Frequency: 32% of meetings.

Approved response: Zenvara is distributed through specialty pharmacy with 48-hour PA-to-shipment SLA. Three major SPs are credentialed (Accredo, AllianceRx Walgreens, CVS Specialty); plan-of-record SP can be designated at the payer level. Patient assistance program (ZPAP) bridges any specialty pharmacy access friction during PA processing.

Objection 6 — Real-world durability

Frequency: 28% of meetings.

Approved response: ZENITH-1 long-term follow-up will report 5-year OS at ASCO 2026 (LBA, embargo lifts June 2). Interim 4-year OS data shows 38% OS rate vs 25% for pembrolizumab control, consistent with the 24-month primary endpoint trajectory. Real-world durability evidence is being generated through the ZEN-RWD registry (n=1,840 patients enrolled, target 4,000 by Q4 2026); first interim analysis scheduled Q3 2026.

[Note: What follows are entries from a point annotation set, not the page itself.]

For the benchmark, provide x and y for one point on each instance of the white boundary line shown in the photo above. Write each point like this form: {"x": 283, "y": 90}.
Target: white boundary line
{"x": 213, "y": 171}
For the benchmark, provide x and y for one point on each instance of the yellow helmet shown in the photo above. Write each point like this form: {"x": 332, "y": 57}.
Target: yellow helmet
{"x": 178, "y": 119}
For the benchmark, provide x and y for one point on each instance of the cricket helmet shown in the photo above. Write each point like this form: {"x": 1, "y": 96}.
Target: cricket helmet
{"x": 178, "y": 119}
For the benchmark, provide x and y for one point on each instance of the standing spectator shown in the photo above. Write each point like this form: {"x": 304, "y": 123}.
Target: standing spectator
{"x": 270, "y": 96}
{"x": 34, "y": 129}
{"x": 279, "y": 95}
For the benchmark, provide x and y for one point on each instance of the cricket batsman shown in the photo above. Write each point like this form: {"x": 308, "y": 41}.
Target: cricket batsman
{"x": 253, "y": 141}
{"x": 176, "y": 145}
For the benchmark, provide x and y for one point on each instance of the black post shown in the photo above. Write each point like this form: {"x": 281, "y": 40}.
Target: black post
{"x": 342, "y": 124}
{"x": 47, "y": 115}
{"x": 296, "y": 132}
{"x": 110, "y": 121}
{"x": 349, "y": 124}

Objection 7 — PD-L1-low subgroup

Frequency: 24% of meetings. (Less common, raised in payer-driven indication-expansion discussions.)

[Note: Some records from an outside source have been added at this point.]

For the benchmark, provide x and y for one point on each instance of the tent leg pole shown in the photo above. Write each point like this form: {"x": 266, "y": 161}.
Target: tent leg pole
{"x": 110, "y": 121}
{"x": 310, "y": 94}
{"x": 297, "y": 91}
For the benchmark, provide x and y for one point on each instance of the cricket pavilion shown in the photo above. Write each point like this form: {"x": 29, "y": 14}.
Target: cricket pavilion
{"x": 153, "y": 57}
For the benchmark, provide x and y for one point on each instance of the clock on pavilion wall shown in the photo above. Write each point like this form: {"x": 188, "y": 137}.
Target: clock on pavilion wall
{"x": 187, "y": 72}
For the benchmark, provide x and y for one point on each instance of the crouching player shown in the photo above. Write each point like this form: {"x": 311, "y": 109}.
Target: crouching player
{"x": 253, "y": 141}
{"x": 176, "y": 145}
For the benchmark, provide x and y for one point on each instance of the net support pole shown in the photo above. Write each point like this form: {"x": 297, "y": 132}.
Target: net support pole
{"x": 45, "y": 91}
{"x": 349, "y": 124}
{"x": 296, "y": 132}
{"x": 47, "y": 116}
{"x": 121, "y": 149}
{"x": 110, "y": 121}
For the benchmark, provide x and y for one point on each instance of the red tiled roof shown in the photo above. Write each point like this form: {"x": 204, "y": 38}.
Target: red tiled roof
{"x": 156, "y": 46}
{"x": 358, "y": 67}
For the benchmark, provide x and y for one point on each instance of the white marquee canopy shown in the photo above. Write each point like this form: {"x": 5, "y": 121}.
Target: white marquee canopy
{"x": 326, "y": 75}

Approved response: Zenvara is not indicated in PD-L1<50%; ZENITH-1 was designed and powered exclusively in the high-expression population. The IMpact-2 trial (Ph3, enrolling) will read out in PD-L1 1-49% in late 2026. Until then, Zenvara discussions in PD-L1-low patients are off-label and not supported.

Objection 8 — Q6W dosing scheduling

Frequency: 22% of meetings.

Approved response: Q6W dosing reduces infusion-center visits by 50% versus Q3W standard. Infusion-center scheduling tool ("Zenvara Scheduler") available to participating practices; integrates with major EHR systems (Epic, Cerner, Athena) for batch-scheduling of Q6W appointments. Patient-level data show 96% on-time dose adherence at the Q6W cadence.

Objection 9 — Patient assistance program

Frequency: 18% of meetings.

Approved response: ZPAP is one of three concentric programs available. Co-pay assistance covers up to $20,000/year for commercial patients. Bridge program covers up to 90 days during PA processing. Foundation-based assistance for uninsured/underinsured patients available through PAN Foundation (annual income cap: $84,400 for 2026).

Objection 10 — Long-term safety

Frequency: 12% of meetings.

Approved response: ZENITH-1 long-term safety follow-up at 48 months shows no new safety signals beyond the labeled adverse events. Grade 3+ AE rate: 14% Zenvara vs 18% pembrolizumab. Treatment-related discontinuation: 6% Zenvara vs 8% pembrolizumab. Phase 4 PMR safety surveillance ongoing through 2028.

Cross-references

2026 US Payer Landscape Brief (1D2…), Evidence Dossier Index (1I8…), HTA Evidence Gap Report (1J4…), MAR-cleared key message bank (Veeva Vault PromoMats).